Using machine learning technology from a company called Matrix Mill, which Niantic has just acquired, it was able to create a neural network that can obscure virtual images behind real-world objects in real time. That essentially means Pikachu can hide behind walking legs in a scene, or pots and park benches, instead of just being superimposed all the time.

Don't Expect To See It Anytime Soon

It should be noted, however, that what Niantic has showed is still technically an experimental proof-of-concept, meaning it's far from mainstream implementation. CEO John Hanke said as much during a meeting at its San Francisco headquarters on June 27, as The Verge reports. Even still, it strongly indicates what the next generation of AR is going to look like, and it's certainly a promising first look on how games such as Pokémon GO or the upcoming Harry Potter: Wizards Unite could be made more dynamic with AR technology that's more aware of moving objects within a scene.
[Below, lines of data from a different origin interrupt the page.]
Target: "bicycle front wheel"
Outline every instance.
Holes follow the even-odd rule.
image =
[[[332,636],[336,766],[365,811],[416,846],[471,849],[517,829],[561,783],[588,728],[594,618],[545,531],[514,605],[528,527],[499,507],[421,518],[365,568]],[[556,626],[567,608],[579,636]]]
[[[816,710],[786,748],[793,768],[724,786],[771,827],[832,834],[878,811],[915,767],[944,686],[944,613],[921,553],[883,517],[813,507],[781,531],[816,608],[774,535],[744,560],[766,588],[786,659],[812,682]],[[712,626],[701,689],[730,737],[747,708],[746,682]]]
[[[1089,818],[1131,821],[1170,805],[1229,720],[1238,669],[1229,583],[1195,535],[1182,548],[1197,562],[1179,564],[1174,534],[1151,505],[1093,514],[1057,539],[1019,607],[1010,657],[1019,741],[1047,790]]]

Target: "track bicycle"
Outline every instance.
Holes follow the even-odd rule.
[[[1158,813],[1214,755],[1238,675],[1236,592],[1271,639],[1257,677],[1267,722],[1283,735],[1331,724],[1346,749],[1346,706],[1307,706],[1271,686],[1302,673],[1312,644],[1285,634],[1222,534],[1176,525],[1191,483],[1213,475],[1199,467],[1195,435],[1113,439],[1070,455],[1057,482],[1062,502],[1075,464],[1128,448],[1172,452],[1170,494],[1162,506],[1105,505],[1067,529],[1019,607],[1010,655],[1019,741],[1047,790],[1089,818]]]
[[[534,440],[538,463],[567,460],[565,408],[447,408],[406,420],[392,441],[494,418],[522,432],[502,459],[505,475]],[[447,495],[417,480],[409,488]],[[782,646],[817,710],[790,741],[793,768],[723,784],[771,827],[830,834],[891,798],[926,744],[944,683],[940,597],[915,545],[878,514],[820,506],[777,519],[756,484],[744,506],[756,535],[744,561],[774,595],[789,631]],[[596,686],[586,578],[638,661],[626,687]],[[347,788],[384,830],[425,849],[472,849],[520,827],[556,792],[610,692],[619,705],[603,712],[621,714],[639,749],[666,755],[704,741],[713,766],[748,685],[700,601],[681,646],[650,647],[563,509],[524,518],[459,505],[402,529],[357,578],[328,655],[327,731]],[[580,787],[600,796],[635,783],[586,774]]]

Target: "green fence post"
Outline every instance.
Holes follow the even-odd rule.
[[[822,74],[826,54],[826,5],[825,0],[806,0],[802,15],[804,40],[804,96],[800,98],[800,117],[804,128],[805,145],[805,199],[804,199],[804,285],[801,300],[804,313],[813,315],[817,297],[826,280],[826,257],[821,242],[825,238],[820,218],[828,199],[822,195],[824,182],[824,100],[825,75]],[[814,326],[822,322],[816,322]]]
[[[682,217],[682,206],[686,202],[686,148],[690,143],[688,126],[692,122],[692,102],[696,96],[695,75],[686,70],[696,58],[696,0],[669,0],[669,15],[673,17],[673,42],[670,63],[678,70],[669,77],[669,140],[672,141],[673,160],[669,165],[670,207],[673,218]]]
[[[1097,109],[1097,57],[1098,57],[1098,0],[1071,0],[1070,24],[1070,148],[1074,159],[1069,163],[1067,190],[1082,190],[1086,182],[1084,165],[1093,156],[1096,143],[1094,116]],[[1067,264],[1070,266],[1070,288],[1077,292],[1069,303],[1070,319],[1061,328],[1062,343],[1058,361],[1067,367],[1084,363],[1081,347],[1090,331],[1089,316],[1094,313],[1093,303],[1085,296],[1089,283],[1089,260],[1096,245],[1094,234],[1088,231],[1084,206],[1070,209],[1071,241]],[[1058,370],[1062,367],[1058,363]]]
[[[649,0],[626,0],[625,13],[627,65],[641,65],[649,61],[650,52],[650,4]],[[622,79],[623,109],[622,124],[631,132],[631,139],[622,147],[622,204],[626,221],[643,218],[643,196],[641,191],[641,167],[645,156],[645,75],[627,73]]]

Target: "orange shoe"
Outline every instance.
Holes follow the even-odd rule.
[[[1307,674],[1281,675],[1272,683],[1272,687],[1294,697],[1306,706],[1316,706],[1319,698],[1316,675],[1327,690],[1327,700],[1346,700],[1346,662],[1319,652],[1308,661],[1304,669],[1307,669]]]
Because it's currently in the experimental stage, there's no telling when it could arrive on commercial devices, but by getting third-party developers involved, Niantic clearly wants its Real World Platform to be as robust as possible, so apps could be born out of it. It's also interesting to question how Niantic's AR advancement plays into its broader plans for the Pokémon franchise, given that the hype has largely wanted down years after it first launched. In any case, this should make any AR developer giddy for the what's possible.